Désinfox Peut-on « fouiller le téléphone » de ses enfants, comme le réclame une ministre?
Sabrina Agresti-Roubache, secrétaire d'État chargée de la Citoyenneté et de la Ville, a défendu mardi « le droit » pour les parents de « fouiller le téléphone » de leurs enfants mineurs. Une affirmation qui fait débat.
C'est une séquence qui a suscité beaucoup de réactions : mardi matin, la secrétaire d'Etat chargée de la Citoyenneté et de la Ville Sabrina Agresti-Roubache était dans les 4V, sur France 2.
« Un adolescent est mineur »
Elle y a défendu « l'autorité » des parents - en droite ligne avec les positions affichées par le Premier ministre Gabriel Attal ces dernières semaines. « C'est aussi la maman qui vous parle », a-t-elle lancé à Thomas Sotto, avant de rappeler aux parents que « l'autorité c'est vous ».
Et de poursuivre : « Je veux revenir sur quelque chose qui me frappe ces dernières années : c'est de penser qu'un adolescent a une vie privée. Un adolescent est un mineur.

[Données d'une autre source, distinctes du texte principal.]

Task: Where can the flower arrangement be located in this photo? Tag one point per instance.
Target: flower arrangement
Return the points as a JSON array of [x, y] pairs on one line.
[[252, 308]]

Donc les parents ont le droit de fouiller dans le téléphone, de chercher quelque chose dans la chambre. »
« Ce qui est dingue c'est qu'on a dit "attention ils ont le droit à avoir leur vie privée". Non ! », a insisté la ministre.
La vie privée, même des mineurs, est protégée
Et pourtant : les textes sont plus nuancés, mais contredisent plutôt Sabrina Agresti-Roubache.
Il y a d'abord l'article 16 de la Convention internationale des droits de l'enfant, ratifiée par 197 États dont la France en 1990. Ce texte - le plus largement ratifié au monde - prévoit que « nul enfant ne fera l'objet d'immixtions arbitraires ou illégales dans sa vie privée, sa famille, son domicile ou sa correspondance ». Et que par conséquent « l'enfant a droit à la protection de la loi contre de telles immixtions ou de telles atteintes ».
Une loi renforcée en février
De fait, la loi française protège la vie privée de l'enfant : l'article 371-1 du Code civil dispose que « l'autorité parentale » constitue « un ensemble de droits et de devoirs ayant pour finalité l'intérêt de l'enfant ». Il précise aussi que celle-ci « s'exerce sans violences physiques ou psychologiques » et que « les parents associent l'enfant aux décisions qui le concernent, selon son âge et son degré de maturité ».
Cet article a même été renforcé en février dernier, afin de mieux protéger... la vie privée des mineurs ! Il se réfère à l'article 9 du même code civil selon lequel « chacun a droit au respect de sa vie privée » - sans aucune distinction d'âge.
Car la vie privée des mineurs constitue bien une réalité juridique, comme l'a rappelé la Défenseure des droits Claire Hédon dans son rapport de 2022. Et pourtant : « Bien qu’assis juridiquement, ce droit est peu reconnu en pratique et trop souvent bafoué », déplorait-elle.
Une question d'équilibre
Dès lors, tout est une question d'équilibre selon « l'âge et le degré de maturité » de l'adolescent. Avec une seule boussole : sa propre protection. Et c'est d'autant plus compliqué pour des jeunes proches de la majorité, reconnaît Claire Hédon. Qui regrette que « l'accès aux outils de correspondance, et notamment au smartphone » ne soit « pas davantage règlementé ». Avec pour résultat « des pratiques très variables » et l'idée fausse qu'un mineur n'a pas de vie privée.
Mais cités dans le rapport, les experts en psychologie de l’enfant sont unanimes : soulignant que le respect de la vie privée est « crucial pour le développement de l’autonomie et de la confiance », ils recommandent aux parents le dialogue et l'instauration de règles claires plutôt que de recourir à la surveillance clandestine.
La confiance en question
Sur les réseaux sociaux, de nombreuses réactions font état de la perte de confiance envers les parents s'ils s'immiscent trop dans l'intimité de leurs enfants.
« Fouiller dans le téléphone d'un adolescent est le plus sûr moyen de couper complètement vos liens avec lui, et plus largement sa confiance dans les adultes », s'indigne une professeure sur X. « Ne faites pas ça. L'autorité, ce n'est pas apprendre à des enfants qu'on peut violer leur intimité », abonde une autre internaute. Quelques rares réactions saluent toutefois les propos de Sabrina Agresti-Roubache, mais sa phrase a très majoritairement choqué.
« Mesures intrusives »
Et ce jusque dans la majorité présidentielle : le député Eric Bothorel a pris ses distances :
Il estime que par ses propos, Sabrina Agresti-Roubache encourage des mesures « intrusives dans l'intimité de la vie d'un enfant, d'un ado ».